Italy has also already reintroduced some restrictions.
This time around in Europe, there have been sometimes-violent protests against the measures.
“This city will go bust. There will be nothing left of it,” Roger Stenson, a 73-year-old pensioner in Nottingham, said ahead of Britain’s lockdown announcement, echoing widespread concerns about the economic impact.
“You know, closed shops... There will just be nothing left of it, that’s the problem.”
‘I cannot vote for this man’
The United States remains the worst-hit country in the world, with 9.1 million infections, more than 230,000 deaths and fresh spikes in many parts of the vast nation.
COVID-19 has been one of the dominant campaign issues ahead of the presidential election on November 3, with millions of jobs lost and Donald Trump facing intense criticism over his handling of the pandemic.

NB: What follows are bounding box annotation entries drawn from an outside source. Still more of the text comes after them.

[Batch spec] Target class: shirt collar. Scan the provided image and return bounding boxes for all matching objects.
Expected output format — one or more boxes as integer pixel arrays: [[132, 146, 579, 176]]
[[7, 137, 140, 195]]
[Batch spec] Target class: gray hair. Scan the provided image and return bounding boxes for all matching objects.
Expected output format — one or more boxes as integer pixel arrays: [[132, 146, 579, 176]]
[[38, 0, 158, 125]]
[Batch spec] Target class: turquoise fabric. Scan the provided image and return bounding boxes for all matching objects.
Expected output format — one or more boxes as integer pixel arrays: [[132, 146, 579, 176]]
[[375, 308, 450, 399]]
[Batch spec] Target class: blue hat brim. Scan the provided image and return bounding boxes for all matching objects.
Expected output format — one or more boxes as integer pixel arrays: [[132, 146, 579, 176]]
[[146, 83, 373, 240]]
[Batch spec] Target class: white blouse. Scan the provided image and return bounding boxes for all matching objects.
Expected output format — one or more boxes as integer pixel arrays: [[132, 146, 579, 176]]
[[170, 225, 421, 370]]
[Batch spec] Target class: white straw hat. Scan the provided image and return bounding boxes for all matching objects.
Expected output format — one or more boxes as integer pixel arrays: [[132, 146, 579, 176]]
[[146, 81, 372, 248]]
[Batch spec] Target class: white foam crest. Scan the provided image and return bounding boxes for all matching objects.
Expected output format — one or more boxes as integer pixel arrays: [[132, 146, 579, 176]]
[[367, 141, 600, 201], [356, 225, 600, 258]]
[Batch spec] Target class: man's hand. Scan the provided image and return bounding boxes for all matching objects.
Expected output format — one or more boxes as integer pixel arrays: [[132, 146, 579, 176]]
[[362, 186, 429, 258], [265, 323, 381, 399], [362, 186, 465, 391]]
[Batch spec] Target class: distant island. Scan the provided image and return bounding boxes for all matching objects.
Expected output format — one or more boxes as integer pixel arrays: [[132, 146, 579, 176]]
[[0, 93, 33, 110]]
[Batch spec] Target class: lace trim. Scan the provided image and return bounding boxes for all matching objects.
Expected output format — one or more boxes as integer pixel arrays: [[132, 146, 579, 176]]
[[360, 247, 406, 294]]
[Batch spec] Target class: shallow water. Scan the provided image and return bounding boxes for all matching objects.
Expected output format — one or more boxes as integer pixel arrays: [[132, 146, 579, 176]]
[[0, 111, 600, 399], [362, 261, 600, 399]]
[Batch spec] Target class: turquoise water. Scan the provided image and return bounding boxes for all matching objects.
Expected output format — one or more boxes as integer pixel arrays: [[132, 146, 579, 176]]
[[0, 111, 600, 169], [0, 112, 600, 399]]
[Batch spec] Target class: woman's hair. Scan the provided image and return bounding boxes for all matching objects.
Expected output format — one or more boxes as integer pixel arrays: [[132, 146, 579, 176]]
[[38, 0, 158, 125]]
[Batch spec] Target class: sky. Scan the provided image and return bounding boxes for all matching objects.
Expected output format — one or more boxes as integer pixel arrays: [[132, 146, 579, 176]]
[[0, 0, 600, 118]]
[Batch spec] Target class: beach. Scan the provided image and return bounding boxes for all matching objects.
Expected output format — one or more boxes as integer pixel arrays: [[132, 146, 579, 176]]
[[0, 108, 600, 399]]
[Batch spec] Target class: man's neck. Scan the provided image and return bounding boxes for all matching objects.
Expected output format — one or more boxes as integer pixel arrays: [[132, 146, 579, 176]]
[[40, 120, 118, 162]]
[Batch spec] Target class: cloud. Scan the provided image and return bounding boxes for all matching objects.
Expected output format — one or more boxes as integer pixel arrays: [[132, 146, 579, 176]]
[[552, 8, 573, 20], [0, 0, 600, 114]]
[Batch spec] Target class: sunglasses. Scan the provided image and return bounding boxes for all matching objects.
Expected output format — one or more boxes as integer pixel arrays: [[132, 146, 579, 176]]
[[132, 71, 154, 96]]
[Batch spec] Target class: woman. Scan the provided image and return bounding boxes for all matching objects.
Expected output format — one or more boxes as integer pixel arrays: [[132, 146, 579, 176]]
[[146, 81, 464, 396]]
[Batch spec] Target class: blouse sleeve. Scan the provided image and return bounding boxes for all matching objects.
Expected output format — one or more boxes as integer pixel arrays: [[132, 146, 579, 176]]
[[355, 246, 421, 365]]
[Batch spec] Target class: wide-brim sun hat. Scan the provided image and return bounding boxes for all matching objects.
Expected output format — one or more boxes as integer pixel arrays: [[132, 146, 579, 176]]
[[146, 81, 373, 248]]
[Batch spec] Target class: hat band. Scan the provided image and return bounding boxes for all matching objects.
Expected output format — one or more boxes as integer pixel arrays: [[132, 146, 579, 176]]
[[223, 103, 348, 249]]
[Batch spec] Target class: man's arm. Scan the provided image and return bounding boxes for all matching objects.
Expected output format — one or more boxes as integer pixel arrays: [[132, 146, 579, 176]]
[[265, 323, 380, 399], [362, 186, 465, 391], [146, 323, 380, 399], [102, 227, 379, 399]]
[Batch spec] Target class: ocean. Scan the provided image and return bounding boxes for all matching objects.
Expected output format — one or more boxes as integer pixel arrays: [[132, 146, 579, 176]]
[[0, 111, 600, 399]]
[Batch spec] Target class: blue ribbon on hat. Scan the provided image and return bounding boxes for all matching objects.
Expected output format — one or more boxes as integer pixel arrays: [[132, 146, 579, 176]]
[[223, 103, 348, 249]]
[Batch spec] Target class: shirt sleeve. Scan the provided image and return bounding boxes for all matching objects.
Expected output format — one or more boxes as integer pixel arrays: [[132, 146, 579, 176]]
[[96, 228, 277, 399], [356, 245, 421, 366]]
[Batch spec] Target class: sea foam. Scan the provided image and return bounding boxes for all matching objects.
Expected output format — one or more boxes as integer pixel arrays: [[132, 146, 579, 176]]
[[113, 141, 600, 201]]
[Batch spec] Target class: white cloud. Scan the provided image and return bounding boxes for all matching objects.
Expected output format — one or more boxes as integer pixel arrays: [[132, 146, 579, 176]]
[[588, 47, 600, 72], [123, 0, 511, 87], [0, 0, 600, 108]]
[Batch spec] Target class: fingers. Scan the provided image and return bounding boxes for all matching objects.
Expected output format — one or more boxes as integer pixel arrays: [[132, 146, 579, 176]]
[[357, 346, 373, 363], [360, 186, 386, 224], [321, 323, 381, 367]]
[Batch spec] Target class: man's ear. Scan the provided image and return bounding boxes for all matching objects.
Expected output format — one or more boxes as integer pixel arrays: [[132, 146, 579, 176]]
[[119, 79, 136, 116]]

Trump himself got COVID-19, as did members of his family and staff, but he has been critical of lockdown measures over their economic impact, belittled mask-wearing by his Democratic challenger Joe Biden, and organised rallies with thousands of supporters despite warnings about the risk of transmission.
The president has accused the media of overplaying the threat of the virus, but with tens of millions of Americans suffering because of the pandemic, some voters appear to be seeking an alternative.
They include Kimberly McLemore, a 56-year-old from Florida who did not see Trump taking the pandemic seriously.
“In good conscience, I cannot vote for this man,” the lifelong Republican told AFP, adding that both her parents, who are in their eighties, also voted for Biden - the first time they had voted for a Democrat.
‘End our misery’
With no vaccine yet available, governments have limited tools at their disposal to counter the spread of the virus.
In Slovakia, the government has decided to take a different approach to other European countries and test its entire population of 5.4 million, with Prime Minister Igor Matovic describing the strategy as the EU nation’s “road to freedom”.
But in the lesser privileged parts of the world with little or no infrastructure and resources, there are fewer options.
In northwestern Syria, where around 1.5 million people displaced by war live in overcrowded camps or shelters with poor access to running water, some feel they do not stand a chance.
“We’re scared of the disease but we don’t dare leave,” said 80-year-old Ghatwa al-Mohommad.